In attempting to make the protonmail-bridge service accessible, I've tried a number of approaches.
I also run an NGinX server on that box, and I initially attempted to set that up as a mail proxy, only to discover the amount of work required is unreasonable (completely removing my existing NGinX service, working around issues with repos I've run into to download new binaries, getting proper flags to compile with the mail extension, etc.).
After concluding that approach was excessive, I started trying to reconfigure firewalld (it's a centos 7 box) to assign both loopback and my NIC to the same zone and do port forwarding; that consistently failed as well.
Out of curiosity, I explored setting up socat, and succeeded with the following command:
socat -d -d -lmlocal2 TCP4-LISTEN:25,bind=100.100.181.49,su=nobody,fork,range=100.100.181.0/24,reuseaddr TCP4:127.0.0.1:1025
Through that, I was able to telnet to my local NIC's address and reach the protonmail-bridge server. However, I dislike the idea of daemonizing a pair of permanent socat processes just to make this operable.
I found a suggestion on doing this with IPTables (in this answer ) and so I shut down firewalld and migrated to using iptables directly.
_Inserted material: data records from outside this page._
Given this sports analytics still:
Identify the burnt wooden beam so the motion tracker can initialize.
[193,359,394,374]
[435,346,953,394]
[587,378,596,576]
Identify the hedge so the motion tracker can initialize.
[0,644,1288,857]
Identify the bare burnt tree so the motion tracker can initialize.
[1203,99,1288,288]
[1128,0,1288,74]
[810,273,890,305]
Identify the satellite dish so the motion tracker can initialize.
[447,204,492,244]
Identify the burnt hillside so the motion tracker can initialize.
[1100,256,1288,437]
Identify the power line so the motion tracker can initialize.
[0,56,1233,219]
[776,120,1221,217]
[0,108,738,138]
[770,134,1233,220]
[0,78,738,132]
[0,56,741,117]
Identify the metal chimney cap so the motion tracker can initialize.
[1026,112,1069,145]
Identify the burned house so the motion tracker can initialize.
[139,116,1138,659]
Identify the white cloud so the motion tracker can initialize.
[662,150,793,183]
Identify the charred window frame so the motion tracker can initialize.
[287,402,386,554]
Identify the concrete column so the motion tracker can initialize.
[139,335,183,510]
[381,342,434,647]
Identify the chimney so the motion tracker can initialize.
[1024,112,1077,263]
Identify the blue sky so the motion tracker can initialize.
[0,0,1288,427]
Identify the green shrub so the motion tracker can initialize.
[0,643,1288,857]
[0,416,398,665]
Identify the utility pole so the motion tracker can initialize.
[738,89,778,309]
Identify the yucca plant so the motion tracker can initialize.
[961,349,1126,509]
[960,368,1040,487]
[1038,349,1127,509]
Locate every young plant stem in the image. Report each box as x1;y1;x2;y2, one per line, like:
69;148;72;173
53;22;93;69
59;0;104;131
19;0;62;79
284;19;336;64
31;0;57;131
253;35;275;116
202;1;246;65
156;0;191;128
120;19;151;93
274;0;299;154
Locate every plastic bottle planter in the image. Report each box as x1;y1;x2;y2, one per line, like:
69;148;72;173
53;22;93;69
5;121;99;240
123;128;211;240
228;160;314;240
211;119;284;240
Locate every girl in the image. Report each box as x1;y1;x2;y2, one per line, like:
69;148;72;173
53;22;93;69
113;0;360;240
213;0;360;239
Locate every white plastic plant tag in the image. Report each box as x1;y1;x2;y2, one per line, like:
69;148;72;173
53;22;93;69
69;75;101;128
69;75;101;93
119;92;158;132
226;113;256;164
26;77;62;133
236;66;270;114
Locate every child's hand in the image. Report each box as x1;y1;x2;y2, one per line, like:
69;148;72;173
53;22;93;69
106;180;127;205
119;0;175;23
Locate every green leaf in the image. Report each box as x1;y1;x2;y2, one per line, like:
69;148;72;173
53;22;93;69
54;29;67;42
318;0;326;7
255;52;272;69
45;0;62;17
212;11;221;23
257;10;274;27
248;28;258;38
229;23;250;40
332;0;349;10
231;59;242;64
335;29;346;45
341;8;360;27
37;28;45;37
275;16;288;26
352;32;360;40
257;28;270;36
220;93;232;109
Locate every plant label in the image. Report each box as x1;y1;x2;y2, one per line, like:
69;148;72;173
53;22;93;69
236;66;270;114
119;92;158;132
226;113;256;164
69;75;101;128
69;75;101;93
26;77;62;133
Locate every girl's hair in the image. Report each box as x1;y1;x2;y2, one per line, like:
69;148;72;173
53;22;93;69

However, having implemented an equivalent rule for my network, I continue to get connection refused when trying to reach the protonmail-bridge service via my internal NIC's address.
Is there any way to actually do this by configuring my centos box's built-in services and standard services like iptables or network manager, or do the OS and tools' internal limitations around considering loopback traffic martian mean I will inevitably have to set up some daemons and keep socat tunnels up permanently for both SMTP and IMAP traffic?